Sans aller jusqu'à se proclamer les élus de Dieu ou inspirés par Dieu, d'autres fanatiques de la guerre se rencontrent parmi des citoyens non germains ou même antigermains qui professent que la victoire crée le droit ou du moins le démontre parce que la force suppose et prouve la vertu.
HELBÉ.
(La Libre Belgique, n° 43, septembre 1915, p. 2, col. 2.)
Une poésie résume nos sentiments à l'égard de l'Empereur:
Il ne faut pas qu'il meure!
On dit que dans l'ombre, à pas lents,
Courbé, comme un fantôme, il erre,
Loin du front, loin de ses uhlans,
Cachant sa honte et sa colère...
Lui qui, fanfaron, portait beau,
Voici que le remords l'effleure,
On dit qu'il va vers le tombeau...
Il ne faut pas qu'il meure!
Il faut qu'il vive pour savoir,
Pour réfléchir et pour entendre...
Il faut qu'il reste là pour voir.
Que le destin le fasse attendre.
Il faut qu'il sache avant sa fin
Que son rêve n'était qu'un leurre...
Il faut qu'il souffre et qu'il ait faim...

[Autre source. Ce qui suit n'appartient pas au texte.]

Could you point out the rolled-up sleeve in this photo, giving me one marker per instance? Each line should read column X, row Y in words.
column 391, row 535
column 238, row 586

Il ne faut pas qu'il meure!
Il faut qu'il voie, au jour marqué,
Crouler l'empire qui s'effrite;
Que comme une bête, traqué,
Il soit sans repos et sans gîte...
Que le suive le hurlement
De son peuple écrasé qui pleure...
Pour la beauté du châtiment,
Il ne faut pas qu'il meure!
Il faut qu'il sente autour de lui
Grandir l'effroi, monter la haine,
Et si son dernier jour a lui,
A la vie il faut qu'on l'enchaîne.
Qu'il soit seul, vieilli, faible et las,
Quand debout la France demeure...
Pour écouter sonner son glas,
Il ne faut pas qu'il meure!
Dieu, Toi qu'il ose encor prier
Malgré tous tes temples en cendres,
Entends-tu les mères crier
Et l'appel suppliant des Flandres...
Dieu, nous T'invoquons à genoux,
Sauve-le, retarde son heure;
Sa vie est notre otage à nous...
Il ne faut pas qu'il meure!!!
(La Soupe, n° 170.)
M. le baron von Bissing a une presse encore plus abondante. Opérons une sélection.
Voici d'abord une petite étude synthétique:
Les Preux de Prusse.
Le gouverneur général ne se
laisse guider, dans ses mesures, que par les
principes d'équité et son désir de favoriser
le bien-être du pays et de ses habitants.